Although the nation's foundation community has provided critical financial and technical support to states applying for the first round of Race to the Top funds, the success of future collaborations will depend on government including grantmakers in the development of new policies and grantmakers being engaged, long-term partners in the process, a new issue brief from the Foundation Center finds.
Based on interviews conducted in March and April with foundation staff, education consultants, and government leaders who guided the first-round application process in nine states, the brief, Race to the Top: What Grantmakers Can Learn from the First Round (8 pages, PDF), found that while grantmakers supported the application process in a variety of ways, states faced numerous challenges in completing Race to the Top applications, from the tight timeframe to developing reform agendas to securing buy-in from key constituencies.
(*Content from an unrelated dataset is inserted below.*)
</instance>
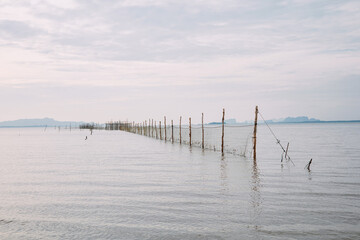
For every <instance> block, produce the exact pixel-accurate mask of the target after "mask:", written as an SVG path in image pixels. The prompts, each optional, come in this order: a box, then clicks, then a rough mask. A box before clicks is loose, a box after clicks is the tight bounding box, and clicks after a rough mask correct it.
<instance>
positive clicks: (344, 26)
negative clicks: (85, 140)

And while they were optimistic about the potential impact of Race to the Top, interviewees expressed a number of concerns about the effort, from the amount of reporting required by winning states to the possibility that the competition could expand the achievement gap between winning and losing states.
The brief was issued as part of the Foundations for Education Excellence initiative, an effort launched last year to help foundations leverage federal education funds and plan strategies for longer-term impact on education reform. Both the initiative and the brief are funded by the Charles Stewart Mott Foundation.
"In our new economic reality, it will take grantmakers and government working together to achieve education reform," said Foundation Center president Bradford K. Smith. "This report contains valuable lessons about how to make these collaborations work better in the future."